Moreover, real-world deployment may face practical constraints related to computational resource availability, especially for smaller organizations lacking GPU-equipped infrastructure. High encryption and trust-evaluation overheads can introduce latency during large-scale model aggregation. These challenges can be mitigated by leveraging hierarchical aggregation layers, adaptive participation scheduling, and lightweight encryption primitives to maintain efficiency under limited-resource conditions.

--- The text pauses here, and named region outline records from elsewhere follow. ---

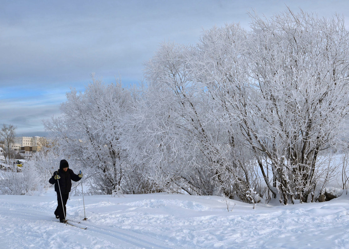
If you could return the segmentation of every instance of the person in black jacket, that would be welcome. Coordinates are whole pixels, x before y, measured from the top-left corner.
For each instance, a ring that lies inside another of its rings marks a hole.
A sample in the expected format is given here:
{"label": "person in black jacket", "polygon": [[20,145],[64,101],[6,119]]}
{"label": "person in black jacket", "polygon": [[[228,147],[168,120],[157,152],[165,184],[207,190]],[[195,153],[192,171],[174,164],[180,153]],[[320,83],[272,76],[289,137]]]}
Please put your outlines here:
{"label": "person in black jacket", "polygon": [[66,204],[69,197],[69,192],[72,189],[72,180],[77,182],[81,180],[82,174],[81,171],[80,172],[78,175],[74,174],[73,171],[69,168],[69,164],[68,162],[64,159],[61,160],[59,163],[59,169],[53,173],[53,175],[49,180],[50,183],[54,184],[54,191],[57,193],[57,201],[58,202],[57,208],[54,211],[54,214],[56,218],[59,219],[61,222],[66,222],[67,209]]}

Quality of Contributed Intelligence:
System effectiveness depends on the richness and representativeness of shared intelligence. Entities with limited exposure or weaker security maturity may contribute less, influencing overall learning quality. Incentive mechanisms that promote active participation and higher data quality constitute an important direction for enhancement.
Advanced Threat Coverage:
Although the framework performs well across multiple threat classes, zero-day exploits and advanced persistent threats continue to pose significant challenges. Continuous exposure to diverse intelligence and improved anomaly detection modules are essential for extending detection capabilities.
Operational Insights:
Real-world implementation reveals performance variation across domains. Critical-infrastructure environments benefit most from strong trust relationships and data reliability, whereas cross-sector deployments face challenges in data format heterogeneity and differing security priorities. The privacy-utility trade-off may shift under distinct regulatory settings, emphasising the need for adaptive privacy budgeting.
Efficiency Considerations:
Communication optimization through trust-weighted participant selection and secure aggregation significantly reduces overhead compared with standard FL. While trust management adds computation, this cost is offset by improved convergence and resilience in real deployments.
Extensibility and Future Work:
The modular design allows easy integration of emerging technologies such as homomorphic encryption and secure multi-party computation, further enhancing privacy without compromising efficiency. Incorporating advanced consensus and blockchain mechanisms could strengthen transparency and auditability. Standardising interoperability protocols for federated cybersecurity collaboration would facilitate widespread industrial adoption. Future research will focus on automated trust-setup schemes, lightweight adaptations for constrained devices, cross-domain transfer learning, and improved detection of zero-day threats using advanced anomaly-based analytics.
In summary, TrustFed-CTI delivers a unified, scalable, and privacy-preserving framework that strengthens federated CTI collaboration. It maintains high performance under adversarial conditions, provides measurable privacy guarantees, and establishes a practical foundation for secure multi-organizational intelligence sharing.